Lebanon Blockade a Reagan Option : U.S. Asks Soviets, Syria to Pressure Berri on Hostages
The United States, stepping up a diplomatic campaign to free the 40 Americans held hostage in Lebanon, appealed publicly to Syria and the Soviet Union on Tuesday to bring pressure on Shia Muslim leader Nabih Berri for their release.
Secretary of State George P. Shultz has also asked for--and received--help from U.S. allies in Western Europe and elsewhere, officials said.
Officials said the Reagan Administration has sent private messages to both Syria and the Soviets asking for help in ending the crisis, now 12 days old.
Syria, a major political ally of Berri’s Amal organization, has indicated that it is willing to help, the officials said--although how hard the Soviet-backed regime of President Hafez Assad is willing to push the Shia factions remains uncertain.
‘A Wish to Be Helpful’
“President Assad has expressed a wish to be helpful, and Syria is in a position to be helpful,” State Department spokesman Edward P. Djerejian said. “We will quite simply have to see what results.”
Djerejian noted that the Soviet Union has not publicly condemned the hijacking and that the Soviet news media have made “outrageous allegations” that the United States is using the hostage crisis as an excuse to build up its military force in the Middle East.
President Reagan warned Tuesday that if diplomatic persuasion fails to secure the hostages’ release, he is considering tougher actions, including a possible economic blockade of Lebanon.
Shia terrorists are holding 37 passengers and three crew members from TWA Flight 847, hijacked June 14 as it flew from Athens to Rome, to press their demand for the release of more than 700 Lebanese prisoners, most of them Shias, held by Israel.
The diplomatic push to free the hostages, State Department officials said, is designed to convince Berri and his Shia followers that they will lose stature in the world by holding firm.
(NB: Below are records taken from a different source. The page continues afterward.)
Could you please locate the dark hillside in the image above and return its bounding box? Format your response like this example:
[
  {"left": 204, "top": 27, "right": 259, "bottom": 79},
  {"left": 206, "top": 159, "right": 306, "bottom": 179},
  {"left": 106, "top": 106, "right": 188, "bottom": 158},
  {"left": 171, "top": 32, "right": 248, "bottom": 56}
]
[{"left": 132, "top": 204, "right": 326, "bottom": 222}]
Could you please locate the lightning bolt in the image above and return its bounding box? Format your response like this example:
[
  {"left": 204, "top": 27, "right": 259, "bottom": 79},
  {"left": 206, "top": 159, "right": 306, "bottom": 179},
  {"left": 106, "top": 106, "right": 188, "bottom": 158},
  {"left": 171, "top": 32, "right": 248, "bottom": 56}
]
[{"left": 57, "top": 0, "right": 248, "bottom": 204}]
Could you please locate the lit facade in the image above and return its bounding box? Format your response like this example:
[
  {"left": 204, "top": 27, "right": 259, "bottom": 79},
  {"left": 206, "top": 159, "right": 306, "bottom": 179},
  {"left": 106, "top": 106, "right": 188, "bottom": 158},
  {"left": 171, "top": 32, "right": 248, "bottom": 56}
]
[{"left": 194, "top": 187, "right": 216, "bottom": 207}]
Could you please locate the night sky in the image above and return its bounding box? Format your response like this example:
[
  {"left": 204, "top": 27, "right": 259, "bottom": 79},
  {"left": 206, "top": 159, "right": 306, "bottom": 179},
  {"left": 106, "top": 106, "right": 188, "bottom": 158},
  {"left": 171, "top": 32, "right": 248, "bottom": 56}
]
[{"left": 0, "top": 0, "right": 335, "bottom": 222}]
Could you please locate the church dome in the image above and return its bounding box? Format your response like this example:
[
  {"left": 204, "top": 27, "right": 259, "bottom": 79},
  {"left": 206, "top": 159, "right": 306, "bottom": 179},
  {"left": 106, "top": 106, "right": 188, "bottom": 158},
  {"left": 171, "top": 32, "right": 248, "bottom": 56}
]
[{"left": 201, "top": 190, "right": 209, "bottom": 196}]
“The argument that we’re making is that if the Shia community wants to play a major role in Lebanon, they will have to deal with the rest of the world in a reasonable way,” a State Department official said. “Otherwise, they’ll be viewed as terrorists, they’ll be ostracized and they will find themselves limited in what they can do.”
‘It’s Worth a Shot’
The official said it is doubtful that such militant Shia factions as Hezbollah (Party of God), the pro-Iranian group that is believed to hold at least some of the hostages, will respond to such an appeal. “But it’s worth a shot,” he said.
“We’re focusing on Berri,” he added, while acknowledging that the Amal leader, a relative moderate among Shia chieftains, is under great pressure from the more radical groups to defy the United States.
The decision to publicize diplomatic efforts previously kept quiet also appeared aimed at laying the groundwork for international participation in possible sanctions against Lebanon. White House spokesman Larry Speakes and other officials said they would want to enlist other countries in the measures.
Vice President George Bush, on a European tour, won general agreement from West Germany and the Netherlands to cooperate with the United States in more concerted action against terrorism. State Department spokesman Djerejian said the allies have not yet been consulted on any specific options.
Message From Europeans
The 10 nations of the European Economic Community delivered a joint message to Berri on Tuesday “expressing condemnation without reserve for the hijacking of the airplane and the detention of the hostages” and calling for the Americans’ immediate release. The European message, delivered to Berri’s Beirut home by the ambassadors of Italy and Britain, was rejected by the Shia leader as “a one-sided proposal.”
Egypt, Israel and Lebanese President Amin Gemayel--whose powerless government sits only a few miles from the Beirut airport--also issued statements condemning the hijacking.
Several other countries, including Algeria, Switzerland and Sweden, have offered to carry messages between the United States and the terrorists, but Swiss and Swedish diplomats said their offers have not been taken up actively by either side. The Reagan Administration has been in direct communication with Berri, both through U.S. Ambassador Reginald Bartholomew in Beirut and by telephone from the White House.
Letter From Israel
Israeli Prime Minister Shimon Peres, in an apparent attempt to repair strains with the United States over the hostage crisis, sent a letter to Reagan on Monday expressing his desire to cooperate. “Our concern for the safety of the hostages is no different from our concern if they were our own hostages,” Peres told reporters Tuesday.
Last week, Defense Minister Yitzhak Rabin and other Israeli officials complained that the Reagan Administration seems to want them to release the Arab prisoners but is unwilling to publicly request and take responsibility for such a move.